Iran's Aseman Airlines has signed a Minute of Agreement (MoA) with Boeing for the purchase of 30 Boeing 737 MAX narrow-body, twin-engine jet airliners and the possible acquisition of 30 more, according to an April 4 company press release.
The deal would be worth more than $5bn if the maximum number of planes was purchased at the list price, it added.
Aseman said it expected to finalise the purchase contract in 2-3 months, but Boeing - especially with an eye to the Trump administration's still hostile attitude towards Iran and the removal of economic sanctions - requires clearance from the US State Department’s Office of Foreign Assets Control (OFAC) for the sale of the jets.
The ageing air fleets of Iran-based airlines - with many planes only able to fly thanks to parts smuggled into the country while the economic sanctions of the major powers still applied up to January last year - potentially make up a lucrative market for Boeing. It has already agreed to sell 80 aircraft to flag carrier IranAir under the terms of the first deal struck between the two companies since before the Islamic Revolution in 1979.
An MoA, according to Aseman’s press release, is a form of memorandum signed between two firms that is accepted under Scottish Law when witnessed by lawyers of both parties.

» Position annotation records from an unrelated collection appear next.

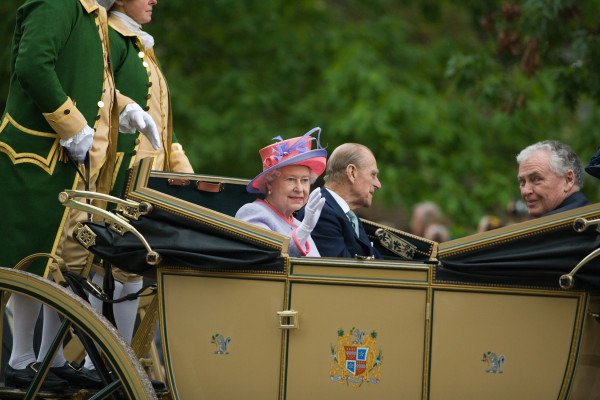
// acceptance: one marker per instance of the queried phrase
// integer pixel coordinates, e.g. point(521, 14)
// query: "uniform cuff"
point(178, 161)
point(67, 120)
point(122, 101)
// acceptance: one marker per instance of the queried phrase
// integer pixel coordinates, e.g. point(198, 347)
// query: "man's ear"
point(569, 180)
point(351, 172)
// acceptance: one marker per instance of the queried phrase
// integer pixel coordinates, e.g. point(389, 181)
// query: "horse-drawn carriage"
point(495, 315)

Aseman is the third largest airline in the Islamic Republic. It is majority-owned by Iran’s Civil Service Pension Fund (CSPO). The pension fund is one of the largest in Iran, taking pension payments from members of the country's armed forces, government ministries and Islamic Republic Revolutionary Guards (IRGC).
Aseman lately received clearance to lease seven new Airbus A320neo aircraft from the Chinese-backed, Dublin-based Avolon Leasing company.
Mitsubishi Aircraft Corporation, which announced it was putting the brakes on selling planes to Iran due to fears that the Trump administration might penalise it for breaking US trade sanctions, is also believed to be again in the process of selling short-range jets to Aseman.
"Having contracts with Boeing or any other aircraft maker doesn't mean that we have given up negotiations for purchasing MRJs [Mitsubishi Regional Jets]," Aseman spokesman Amir Reza Mostafavi told Kyodo News after the MoA agreement with Boeing was signed in Tehran.